Un personaggio importante del libro è Quincas Borba, sorta di filosofo – cui Machado de Assis dedicherà un altro romanzo – che rappresenta l’alter ego di Braz Cubas, teorizzatore di un sistema filosofico (l’umanitismo) che Machado de Assis ci illustra dettagliatamente in uno dei capitoli più lunghi del libro, e che dovrebbe portare a comprendere e a gestire il ruolo che ciascuno di noi ha nella storia dell’evoluzione dell’umanità. Un sistema perfetto, a cui Braz Cubas si aggrappa tanto da fondare un giornale che ne propaghi i principi. Con amara ironia, anche questo appiglio si rivela insicuro, tanto che Quincas Borba finirà pazzo alla fine del libro.
A Braz non resterà, alla fine, che rinchiudersi nella sua solitudine: sino all’ultimo penserà di poter dimostrare l’utilità della sua vita, attraverso l’invenzione di un balsamo per la cura dell’ipocondria. Sarà proprio il perdersi dietro questa possibile invenzione che lo porterà alla tomba.

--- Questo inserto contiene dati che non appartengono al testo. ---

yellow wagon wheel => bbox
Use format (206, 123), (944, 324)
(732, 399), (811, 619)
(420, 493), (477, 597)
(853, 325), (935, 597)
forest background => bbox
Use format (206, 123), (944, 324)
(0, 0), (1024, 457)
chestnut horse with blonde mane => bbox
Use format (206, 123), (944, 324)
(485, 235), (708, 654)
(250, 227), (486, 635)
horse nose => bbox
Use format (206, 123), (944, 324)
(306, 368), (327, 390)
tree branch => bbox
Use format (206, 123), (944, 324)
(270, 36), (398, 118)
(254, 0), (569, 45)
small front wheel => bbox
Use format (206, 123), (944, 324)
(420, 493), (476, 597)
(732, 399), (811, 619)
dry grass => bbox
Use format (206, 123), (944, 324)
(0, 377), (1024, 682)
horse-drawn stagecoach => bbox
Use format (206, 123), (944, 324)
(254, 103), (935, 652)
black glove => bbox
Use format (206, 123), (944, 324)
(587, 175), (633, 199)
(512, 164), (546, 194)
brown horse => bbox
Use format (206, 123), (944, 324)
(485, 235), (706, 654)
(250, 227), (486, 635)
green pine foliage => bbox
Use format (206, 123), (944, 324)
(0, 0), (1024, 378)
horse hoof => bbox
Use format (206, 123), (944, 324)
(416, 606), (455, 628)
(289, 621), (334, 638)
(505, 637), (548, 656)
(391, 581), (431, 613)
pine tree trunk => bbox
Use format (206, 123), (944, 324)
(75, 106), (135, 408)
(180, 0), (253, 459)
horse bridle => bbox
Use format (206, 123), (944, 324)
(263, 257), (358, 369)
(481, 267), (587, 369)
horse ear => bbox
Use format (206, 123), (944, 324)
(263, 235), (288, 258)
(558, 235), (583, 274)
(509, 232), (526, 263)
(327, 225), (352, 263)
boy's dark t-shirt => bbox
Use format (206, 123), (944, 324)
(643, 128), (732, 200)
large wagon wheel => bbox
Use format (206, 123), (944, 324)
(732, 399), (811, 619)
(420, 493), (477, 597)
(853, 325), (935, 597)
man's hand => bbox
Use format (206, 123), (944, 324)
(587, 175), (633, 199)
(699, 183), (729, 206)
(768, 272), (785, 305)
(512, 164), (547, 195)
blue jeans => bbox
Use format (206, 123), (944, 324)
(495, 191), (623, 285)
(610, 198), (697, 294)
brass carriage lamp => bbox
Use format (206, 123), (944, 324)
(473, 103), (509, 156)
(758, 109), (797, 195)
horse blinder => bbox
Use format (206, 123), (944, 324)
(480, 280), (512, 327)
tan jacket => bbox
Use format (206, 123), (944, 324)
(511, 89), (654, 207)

Se, come detto, Memorie dall’aldilà è un libro divertente ed ironico (lo si intuisce sin dalla dedica "al verme che per primo ha intaccato le fredde carni del mio cadavere") non è sicuramente – come si può intuire da quanto detto – un libro leggero: la vita di Braz Cubas, così come ci viene narrata, è come si è visto una vita mediocre, fatta di occasioni perse, di indecisioni esistenziali e di fallimenti, ed in questo senso Cubas può essere a mio avviso accostato più ad alcuni dei personaggi della letteratura novecentesca che ad un tipico rappresentante dell’ottocento letterario. In particolare, a mio modo di vedere, vi sono molte analogie con lo Zeno sveviano, anche se ovviamente sia la distanza temporale (quarant’anni separano le due opere, e non sono quarant’anni qualunque…) sia la distanza spaziale (Machado de Assis, sia pure impregnato di letteratura europea, non lasciò mai il Brasile e visse quindi in un’area che potremmo definire periferica rispetto alle grandi correnti culturali dell’epoca) comportano specifiche differenze. Tuttavia come non vedere assonanze precise tra la vita di questo altoborghese di Rio de Janeiro e quella del triestino, entrambi affetti da una inadeguatezza esistenziale e sociale che porterà la loro vita verso il fallimento?
Se nella struttura del romanzo, nella modalità in cui lo scrive, Machado de Assis si rifà, come egli stesso dichiara nella prefazione, a Sterne e a de Maistre, con una certa dose di azzardo mi sento di affermare che quanto a contenuto egli anticipa tematiche ed elementi che sarebbero stati pienamente affrontati dalla letteratura alcuni decenni dopo e in tutt’altro contesto culturale. Questo è secondo me uno degli elementi di grandezza di Memorie dall’aldilà, come sottolineato anche nel breve saggio di Susan Sontag che precede il romanzo. Non è sicuramente un libro nel quale la critica sociale emerga direttamente: tra l’altro sconcerta non poco, per il nostro modo di pensare, l’assoluta indifferenza con cui viene data per scontata la schiavitù, ancora presente all’epoca in Brasile; è tuttavia un libro in cui la vacuità delle aspettative di una vita borghese, la rigidità di convenzioni sociali cui ci si deve adeguare per non essere un escluso emergono attraverso le vicende di questo piccolo, grande personaggio, che merita un posto accanto ad altre, più celebrate figure della letteratura di ogni tempo.